George Clinton

Personal information
- Born: second quarter of 1924 Pontefract, England
- Died: 2010 (aged 85)

Playing information
Club
| Years | Team | Pld | T | G | FG | P |
| 1944–52 | Castleford | 103 | 25 | 4 | 0 | 83 |

Coaching information
Club
| Years | Team | Gms | W | D | L | W% |
| 1965–68 | Castleford | 154 | 101 | 7 | 46 | 66 |

= George Clinton (rugby league) =

English RL coach and former rugby league footballer

George Clinton (second quarter of 1924 – 2010) was an English professional rugby league footballer who played in the 1940s and 1950s, and coached in the 1950s and 1960s. He played at club level for Castleford, and coached at club level for Castleford.

==Background==
George Clinton's birth was registered in Pontefract district, West Riding of Yorkshire, England, he was a long-serving cricketer with Glasshoughton Cricket Club, after retiring as a player he represented the club as an umpire in the Pontefract Cricket League, and was a regular supporter of Glasshoughton's teams, he died aged 85, and his funeral took place at St. Joseph's Catholic Church, Castleford, at 10:45am on Monday 25 January 2010.

==Coaching career==

===BBC2 Floodlit Trophy Final appearances===
George Clinton was the coach in Castleford's 4–0 victory over St. Helens in the 1965 BBC2 Floodlit Trophy Final during the 1965–66 season at Knowsley Road, St.
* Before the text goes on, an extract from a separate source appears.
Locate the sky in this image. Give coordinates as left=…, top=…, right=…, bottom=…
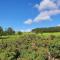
left=0, top=0, right=60, bottom=32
Helens on Tuesday 14 December 1965, in the 7–2 victory over Swinton in the 1966 BBC2 Floodlit Trophy Final during the 1966–67 season at Wheldon Road, Castleford on Tuesday 20 December 1966, and in the 8–5 victory over Leigh in the 1967 BBC2 Floodlit Trophy Final during the 1967–68 season at Headingley, Leeds on Saturday 16 January 1968.

===Club career===
George Clinton was the coach of Castleford, his first game in charge was on Saturday 2 January 1965, and his last game in charge was on Wednesday 24 April 1968.